“Handling of Georgia election breach investigation questioned”

AJC:

A recording first surfaced six months ago claiming that a team copied “every piece of equipment” in Coffee County’s elections office after the 2020 election, but it wasn’t Georgia investigators who confirmed that confidential voting data had been taken.

Instead, it took a lawsuit by private citizens to find documents showing that allies of then-President Donald Trump and their computer experts gained access to sensitive files in the rural South Georgia county.

Critics of Georgia election officials say the secretary of state’s office has been slow-walking the breach investigation as it fights a court case alleging that equipment manufactured by Dominion Voting Systems is vulnerable to insider attacks and hacks. The investigation has been pending for months, and few witnesses have been questioned.

State election officials disagree, saying they’re still gathering evidence and there’s little threat to Georgia’s voting system after several people working for Sidney Powell, an attorney for Trump, copied election files on Jan. 7, 2021. They then distributed the data to conspiracy theorists who deny the results of the presidential election, which Trump lost….

Marilyn Marks, a plaintiff in the election security lawsuit against Georgia, said Republican Secretary of State Brad Raffensperger’s office failed to adequately investigate “the most massive voting system heist that I’ve ever heard of.”

Documents disclosed through subpoenas indicate that SullivanStrickler copied a trove of data from an election server, ballot scanners and memory cards that store votes. An attorney for SullivanStrickler has said the firm was preserving election records under Powell’s direction.

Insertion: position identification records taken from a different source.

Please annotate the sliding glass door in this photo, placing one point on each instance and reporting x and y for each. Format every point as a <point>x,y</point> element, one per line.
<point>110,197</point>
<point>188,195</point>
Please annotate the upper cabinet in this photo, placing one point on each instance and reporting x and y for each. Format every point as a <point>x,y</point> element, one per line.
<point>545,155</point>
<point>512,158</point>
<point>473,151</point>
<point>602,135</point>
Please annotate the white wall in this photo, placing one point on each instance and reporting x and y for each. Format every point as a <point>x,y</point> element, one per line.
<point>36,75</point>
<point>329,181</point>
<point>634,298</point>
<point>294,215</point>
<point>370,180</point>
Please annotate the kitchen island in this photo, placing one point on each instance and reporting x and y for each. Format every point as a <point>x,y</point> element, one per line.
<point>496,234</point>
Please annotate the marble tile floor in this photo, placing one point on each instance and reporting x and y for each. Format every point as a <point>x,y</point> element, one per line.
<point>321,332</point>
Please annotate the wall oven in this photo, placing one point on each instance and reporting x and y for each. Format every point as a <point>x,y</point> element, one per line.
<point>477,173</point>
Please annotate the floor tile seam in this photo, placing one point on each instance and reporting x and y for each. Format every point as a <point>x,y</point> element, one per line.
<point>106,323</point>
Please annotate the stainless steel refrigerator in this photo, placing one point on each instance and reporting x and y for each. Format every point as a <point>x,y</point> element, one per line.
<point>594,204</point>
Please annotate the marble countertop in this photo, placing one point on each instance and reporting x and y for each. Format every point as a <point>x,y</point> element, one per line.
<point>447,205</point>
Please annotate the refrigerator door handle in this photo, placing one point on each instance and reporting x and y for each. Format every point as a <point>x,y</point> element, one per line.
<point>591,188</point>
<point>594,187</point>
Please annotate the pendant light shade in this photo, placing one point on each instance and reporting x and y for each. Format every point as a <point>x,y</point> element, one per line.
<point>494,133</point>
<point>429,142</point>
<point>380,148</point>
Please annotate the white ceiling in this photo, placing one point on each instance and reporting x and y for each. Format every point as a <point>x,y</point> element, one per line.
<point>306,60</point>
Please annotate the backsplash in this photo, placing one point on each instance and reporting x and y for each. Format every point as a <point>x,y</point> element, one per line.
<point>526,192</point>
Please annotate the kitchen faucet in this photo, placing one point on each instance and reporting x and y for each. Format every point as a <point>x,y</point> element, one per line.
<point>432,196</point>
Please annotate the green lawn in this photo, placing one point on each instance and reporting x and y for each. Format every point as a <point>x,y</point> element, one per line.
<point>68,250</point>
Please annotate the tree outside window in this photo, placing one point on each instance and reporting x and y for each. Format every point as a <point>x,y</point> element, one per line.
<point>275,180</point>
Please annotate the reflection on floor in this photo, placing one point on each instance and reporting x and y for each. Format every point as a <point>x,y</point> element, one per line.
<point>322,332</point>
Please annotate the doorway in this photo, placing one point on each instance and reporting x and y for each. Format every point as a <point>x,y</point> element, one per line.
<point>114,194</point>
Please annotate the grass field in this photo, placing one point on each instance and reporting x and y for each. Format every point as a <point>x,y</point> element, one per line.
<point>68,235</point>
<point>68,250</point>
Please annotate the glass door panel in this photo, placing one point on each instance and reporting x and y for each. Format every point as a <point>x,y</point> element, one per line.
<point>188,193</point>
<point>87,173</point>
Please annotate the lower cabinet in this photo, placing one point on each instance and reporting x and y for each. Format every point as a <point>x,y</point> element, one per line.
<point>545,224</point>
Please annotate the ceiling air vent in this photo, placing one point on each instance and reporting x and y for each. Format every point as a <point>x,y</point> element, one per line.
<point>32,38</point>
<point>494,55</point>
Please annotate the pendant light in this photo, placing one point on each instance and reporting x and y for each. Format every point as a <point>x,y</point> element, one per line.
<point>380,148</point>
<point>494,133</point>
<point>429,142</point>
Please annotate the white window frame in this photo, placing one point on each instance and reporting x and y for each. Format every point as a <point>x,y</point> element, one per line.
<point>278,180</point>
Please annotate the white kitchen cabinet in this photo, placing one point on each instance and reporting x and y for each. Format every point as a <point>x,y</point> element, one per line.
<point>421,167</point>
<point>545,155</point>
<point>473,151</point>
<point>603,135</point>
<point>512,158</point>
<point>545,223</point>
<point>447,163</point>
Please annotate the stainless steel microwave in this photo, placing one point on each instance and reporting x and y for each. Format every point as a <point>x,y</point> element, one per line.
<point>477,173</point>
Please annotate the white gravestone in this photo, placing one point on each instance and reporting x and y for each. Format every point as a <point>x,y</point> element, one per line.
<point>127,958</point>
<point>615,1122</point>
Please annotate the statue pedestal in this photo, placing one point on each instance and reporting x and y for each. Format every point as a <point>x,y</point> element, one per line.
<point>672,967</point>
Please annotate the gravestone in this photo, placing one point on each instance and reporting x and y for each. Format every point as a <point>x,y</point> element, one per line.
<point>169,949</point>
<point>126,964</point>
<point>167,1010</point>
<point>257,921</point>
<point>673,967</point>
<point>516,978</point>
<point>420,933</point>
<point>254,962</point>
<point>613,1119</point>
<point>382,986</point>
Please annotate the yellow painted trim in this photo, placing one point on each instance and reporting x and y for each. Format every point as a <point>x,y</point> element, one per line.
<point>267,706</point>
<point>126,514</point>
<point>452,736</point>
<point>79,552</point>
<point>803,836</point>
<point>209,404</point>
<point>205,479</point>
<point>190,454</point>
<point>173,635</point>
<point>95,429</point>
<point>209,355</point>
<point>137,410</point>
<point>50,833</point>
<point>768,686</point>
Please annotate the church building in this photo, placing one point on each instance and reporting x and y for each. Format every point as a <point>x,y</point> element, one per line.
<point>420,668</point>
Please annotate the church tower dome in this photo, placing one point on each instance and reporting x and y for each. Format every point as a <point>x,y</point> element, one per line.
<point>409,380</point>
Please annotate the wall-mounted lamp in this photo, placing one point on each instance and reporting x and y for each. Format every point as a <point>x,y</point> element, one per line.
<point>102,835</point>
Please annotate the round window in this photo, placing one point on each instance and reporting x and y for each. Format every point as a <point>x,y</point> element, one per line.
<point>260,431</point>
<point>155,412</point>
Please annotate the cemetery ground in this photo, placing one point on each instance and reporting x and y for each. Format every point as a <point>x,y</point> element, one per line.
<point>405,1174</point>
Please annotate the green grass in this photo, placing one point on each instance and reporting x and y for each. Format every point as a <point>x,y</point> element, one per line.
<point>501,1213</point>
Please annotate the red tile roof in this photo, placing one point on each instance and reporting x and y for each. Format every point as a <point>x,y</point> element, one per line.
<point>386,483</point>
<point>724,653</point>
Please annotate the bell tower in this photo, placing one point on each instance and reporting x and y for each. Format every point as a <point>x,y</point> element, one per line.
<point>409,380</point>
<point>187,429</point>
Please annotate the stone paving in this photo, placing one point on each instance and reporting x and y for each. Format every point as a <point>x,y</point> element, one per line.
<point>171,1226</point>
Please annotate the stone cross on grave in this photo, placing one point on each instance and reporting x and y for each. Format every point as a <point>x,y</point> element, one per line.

“They absolutely fell down on the job and covered up an enormous security breach,” said Marks, executive director for the Coalition for Good Governance. “They didn’t want to find out because they have been saying for years that this is a reliable, trustworthy system. They knew if they were to tell people what really happened, people’s faith in the system would be crushed.”

Gabriel Sterling, interim deputy secretary of state, said Marks is trying to undermine public confidence in Georgia’s voting system to support her lawsuit’s goal of holding elections using paper ballots filled out by hand rather than printed by computers.

“This isn’t about the machines. This is about individuals who did the wrong thing. They will be investigated, and they will be punished,” Sterling said. “We are taking the necessary methodical investigative steps. Unlike Marilyn Marks, we have a responsibility to give a good case to the State Election Board and potentially a local district attorney to prosecute.”